Boas vindas aos coreanos, mas…

Coreia em PiracicabaAo contrário do que alguns pensam – certamente por ignorarem a nossa história – Piracicaba sempre foi, à nossa maneira, uma cidade acolhedora, de braços abertos ao estrangeiro. Quando escrevo “à nossa maneira”, digo-o para salientar uma de nossas características que pode ser confundida com exclusão: Piracicaba é cautelosa, para mim a “mais mineira das cidades paulistas”. Não acolhe de imediato. Estuda, observa, avalia e, então, acolhe. Ao acolher, é para sempre.
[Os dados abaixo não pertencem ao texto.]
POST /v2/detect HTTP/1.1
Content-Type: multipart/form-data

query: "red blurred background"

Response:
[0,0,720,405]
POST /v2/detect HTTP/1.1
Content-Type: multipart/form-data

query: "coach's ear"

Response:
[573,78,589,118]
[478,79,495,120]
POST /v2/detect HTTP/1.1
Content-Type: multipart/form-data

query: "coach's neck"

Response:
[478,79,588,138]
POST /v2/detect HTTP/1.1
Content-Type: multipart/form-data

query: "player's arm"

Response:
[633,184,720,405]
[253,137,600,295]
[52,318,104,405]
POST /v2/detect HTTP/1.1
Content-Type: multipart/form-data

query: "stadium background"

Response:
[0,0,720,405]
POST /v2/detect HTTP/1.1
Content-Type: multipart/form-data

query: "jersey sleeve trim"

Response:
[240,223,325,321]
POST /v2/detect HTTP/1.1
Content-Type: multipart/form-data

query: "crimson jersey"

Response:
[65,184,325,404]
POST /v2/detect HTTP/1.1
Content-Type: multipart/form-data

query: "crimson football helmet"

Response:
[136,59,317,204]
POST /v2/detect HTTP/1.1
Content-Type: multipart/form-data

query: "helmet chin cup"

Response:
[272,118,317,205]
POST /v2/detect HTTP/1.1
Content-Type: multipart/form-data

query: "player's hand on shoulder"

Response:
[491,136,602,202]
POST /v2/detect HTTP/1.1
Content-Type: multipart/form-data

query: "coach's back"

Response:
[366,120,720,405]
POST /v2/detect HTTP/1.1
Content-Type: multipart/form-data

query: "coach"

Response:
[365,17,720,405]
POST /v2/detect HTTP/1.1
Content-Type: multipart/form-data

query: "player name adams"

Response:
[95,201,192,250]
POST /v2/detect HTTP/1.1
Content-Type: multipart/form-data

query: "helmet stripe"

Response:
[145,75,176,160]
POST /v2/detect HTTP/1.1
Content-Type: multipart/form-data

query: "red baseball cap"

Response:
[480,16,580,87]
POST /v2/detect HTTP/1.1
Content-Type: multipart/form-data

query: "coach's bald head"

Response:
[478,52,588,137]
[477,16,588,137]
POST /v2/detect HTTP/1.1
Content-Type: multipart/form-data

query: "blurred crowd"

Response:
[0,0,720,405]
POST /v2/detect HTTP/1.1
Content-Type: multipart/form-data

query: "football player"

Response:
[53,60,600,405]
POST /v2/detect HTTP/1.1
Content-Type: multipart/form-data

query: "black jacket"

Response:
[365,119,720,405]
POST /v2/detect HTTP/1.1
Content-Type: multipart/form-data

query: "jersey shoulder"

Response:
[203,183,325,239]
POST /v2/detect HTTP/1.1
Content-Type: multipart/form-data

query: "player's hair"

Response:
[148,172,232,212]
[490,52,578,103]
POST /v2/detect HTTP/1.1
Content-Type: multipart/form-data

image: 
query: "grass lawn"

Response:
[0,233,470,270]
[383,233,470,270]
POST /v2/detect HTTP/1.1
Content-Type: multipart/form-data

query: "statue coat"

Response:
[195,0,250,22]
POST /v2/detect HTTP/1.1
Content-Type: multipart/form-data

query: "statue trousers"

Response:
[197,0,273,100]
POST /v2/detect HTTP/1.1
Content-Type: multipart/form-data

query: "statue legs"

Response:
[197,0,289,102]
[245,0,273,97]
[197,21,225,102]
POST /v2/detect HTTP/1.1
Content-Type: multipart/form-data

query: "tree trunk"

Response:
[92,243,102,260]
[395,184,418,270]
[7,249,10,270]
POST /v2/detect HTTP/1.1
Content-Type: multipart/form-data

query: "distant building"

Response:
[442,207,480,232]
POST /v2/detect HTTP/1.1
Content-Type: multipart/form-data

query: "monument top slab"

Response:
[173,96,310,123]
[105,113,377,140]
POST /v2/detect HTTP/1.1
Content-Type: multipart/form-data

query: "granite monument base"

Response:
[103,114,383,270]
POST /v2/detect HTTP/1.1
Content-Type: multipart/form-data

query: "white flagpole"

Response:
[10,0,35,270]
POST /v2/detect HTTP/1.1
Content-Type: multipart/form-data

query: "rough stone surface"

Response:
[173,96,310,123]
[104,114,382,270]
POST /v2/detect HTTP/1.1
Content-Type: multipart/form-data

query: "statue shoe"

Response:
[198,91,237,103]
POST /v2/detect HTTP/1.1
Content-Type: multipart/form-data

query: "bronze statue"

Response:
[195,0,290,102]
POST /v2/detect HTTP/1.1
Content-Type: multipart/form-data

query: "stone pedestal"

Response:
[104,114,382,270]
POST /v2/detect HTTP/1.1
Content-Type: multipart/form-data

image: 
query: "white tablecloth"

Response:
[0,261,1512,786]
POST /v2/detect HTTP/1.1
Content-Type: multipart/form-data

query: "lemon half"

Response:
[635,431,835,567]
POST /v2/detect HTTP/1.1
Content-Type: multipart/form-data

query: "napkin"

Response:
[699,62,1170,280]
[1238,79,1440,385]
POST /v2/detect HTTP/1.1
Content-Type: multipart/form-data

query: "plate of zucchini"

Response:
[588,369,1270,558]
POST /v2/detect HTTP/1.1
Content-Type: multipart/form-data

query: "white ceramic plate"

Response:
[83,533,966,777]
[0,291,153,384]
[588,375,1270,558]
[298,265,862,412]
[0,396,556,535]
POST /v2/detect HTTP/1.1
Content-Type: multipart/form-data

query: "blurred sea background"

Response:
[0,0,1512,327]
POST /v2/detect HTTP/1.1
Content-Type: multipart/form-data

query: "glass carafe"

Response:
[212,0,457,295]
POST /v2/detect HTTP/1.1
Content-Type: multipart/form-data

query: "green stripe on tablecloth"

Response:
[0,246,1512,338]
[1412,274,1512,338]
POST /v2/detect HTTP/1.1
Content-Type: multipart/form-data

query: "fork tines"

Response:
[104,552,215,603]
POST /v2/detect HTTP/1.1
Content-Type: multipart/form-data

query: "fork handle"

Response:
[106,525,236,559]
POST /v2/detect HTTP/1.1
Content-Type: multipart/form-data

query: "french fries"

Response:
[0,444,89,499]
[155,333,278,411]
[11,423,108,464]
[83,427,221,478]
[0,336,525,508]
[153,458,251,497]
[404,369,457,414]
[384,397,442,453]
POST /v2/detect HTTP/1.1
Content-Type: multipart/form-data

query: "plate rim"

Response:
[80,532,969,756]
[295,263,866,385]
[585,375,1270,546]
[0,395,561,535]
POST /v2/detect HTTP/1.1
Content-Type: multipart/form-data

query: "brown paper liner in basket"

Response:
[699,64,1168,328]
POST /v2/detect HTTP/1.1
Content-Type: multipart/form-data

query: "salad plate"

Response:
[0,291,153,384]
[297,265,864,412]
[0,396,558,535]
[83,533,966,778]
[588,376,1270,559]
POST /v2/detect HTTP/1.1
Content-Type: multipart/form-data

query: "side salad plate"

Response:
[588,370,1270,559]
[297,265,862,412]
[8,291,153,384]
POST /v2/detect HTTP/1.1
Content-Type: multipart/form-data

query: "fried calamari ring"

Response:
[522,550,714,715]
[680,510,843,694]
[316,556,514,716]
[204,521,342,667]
Das cidades paulistas, somos uma das raras que, desde o século 19, acolheu imigrantes. Foram levas de italianos, alemães, espanhóis, árabes, japoneses, algumas famílias judias, também franceses,  ingleses e outros. Essa interação foi-se dando aos poucos, mas solidamente. E foi ainda mais fortalecida com a criação de internatos que acolheram jovens estudantes de todo o país: internatos dos frades capuchinhos, do Assunção, do Colégio Piracicabano, da ESALQ, a antiga Escola Agrícola. Tornou-se, aliás, até preocupante para a juventude piracicabana a quantidade de moças que se casaram com estudantes e foram-se embora, espalhando-se pelo país.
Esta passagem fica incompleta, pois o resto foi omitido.